My name is Lovro Trgovec-Greif and I come from Zagreb, the capital of Croatia. For my Bsc I studied molecular biology in Zagreb, but towards the end of my studies I figured out that I’m more attracted to the theoretical and computational side of biology. That led me to pursue my Msc at the University of Amsterdam where I studied systems biology and bioinformatics. During my master studies I gained a lot of practical experience in analyzing various human associated microbiomes. After obtaining my diploma I’ve spent a year working at a research institute back in Zagreb where my main topic of interest was human genetics.
I was always interested in viruses and microbes, but during my studies, when I was upgrading my vision of the (biological) world, viruses became even more interesting to me. They are everywhere and are able to exploit any other living organism for their propagation while optimizing themselves along the way. It would be cool if we could exploit them in order to solve some of our problems, for example growing antibiotic resistance among pathogenic bacteria. My task is to contribute in that direction by using and developing bioinformatic methods.
In my free time I enjoy doing sports. My favorite are cycling, fencing and badminton. Apart from the healthy pastime, I also like to hang out with friend and party. I read something every now and then and I do a study in economics on the side.
Bacteriophages are increasingly being developed for the treatment of bacterial infections, and their role as modulators of the microbiome is of a growing area of extension of phage use. The sheer number and diversity of phage particles make it impossible to isolate and test each of them individually. This project aims to identify and harness phage sequences for commercial use by developing a method for large- scale identification of phage sequences, functional annotation, and in vitro validation of findings in a bottom-up approach.

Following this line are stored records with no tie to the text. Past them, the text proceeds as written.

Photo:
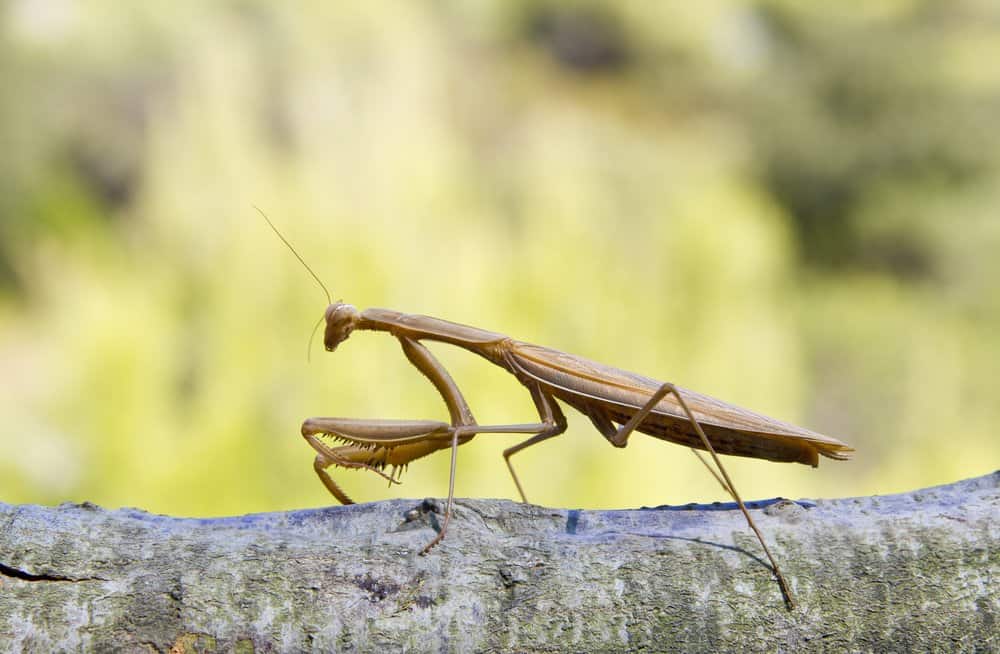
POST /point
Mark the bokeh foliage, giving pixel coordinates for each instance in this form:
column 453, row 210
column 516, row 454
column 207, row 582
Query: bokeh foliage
column 791, row 206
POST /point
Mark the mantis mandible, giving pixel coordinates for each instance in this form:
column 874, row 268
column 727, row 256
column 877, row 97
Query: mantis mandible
column 617, row 403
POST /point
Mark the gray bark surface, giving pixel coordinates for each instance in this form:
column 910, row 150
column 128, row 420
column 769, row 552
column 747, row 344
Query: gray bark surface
column 911, row 572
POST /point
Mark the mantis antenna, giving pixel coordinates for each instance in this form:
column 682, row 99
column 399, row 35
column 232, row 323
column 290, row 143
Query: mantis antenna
column 329, row 299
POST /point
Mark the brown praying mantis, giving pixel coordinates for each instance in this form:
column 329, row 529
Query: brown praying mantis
column 617, row 403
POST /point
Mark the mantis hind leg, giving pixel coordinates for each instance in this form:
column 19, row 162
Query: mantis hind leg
column 621, row 438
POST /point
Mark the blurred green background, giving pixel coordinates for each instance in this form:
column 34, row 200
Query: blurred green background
column 790, row 206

We have four specific aims:
- Identification of phage sequences within >50 metagenomic datasets (including upstream generation of >5 metagenomic datasets by partner UZH and meta-analysis of >45 publicly available datasets). Reconstruction of viral genomes sequences from metagenomic data (assembly, binning, phage classification); Reconstruction of cellular genome sequences (MAGs) from the same/related metagenomic datasets, in order to extract potential phage-host pairs from co-occurrence patterns; Prediction of prophage sequences in MAG in order to facilitate host prediction of phage sequences (in collaboration with ESR 12).
- Extraction and testing of sequences to validate WP 1 findings ie., hypothesis testing by either isolating the phages themselves or having their genome synthesised (in collaboration with ESR 7).

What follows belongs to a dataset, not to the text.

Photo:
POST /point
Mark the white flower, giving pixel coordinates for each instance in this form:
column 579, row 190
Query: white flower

- Sub-analysis of geographical and temporal variation in metagenomic datasets that could justify product composition or modification analysis of geographic and temporal variation of phage sequences according to the local epidemiology. Relating these changes to geographic and temporal variation of related microbiome data (in collaboration with ESR 7).
- Select for sequences with developmental potential (phage sequences with greater pH stability; host range expansion, etc.)
- Computational modelling of phage stability and host range (in collaboration with ESR 7).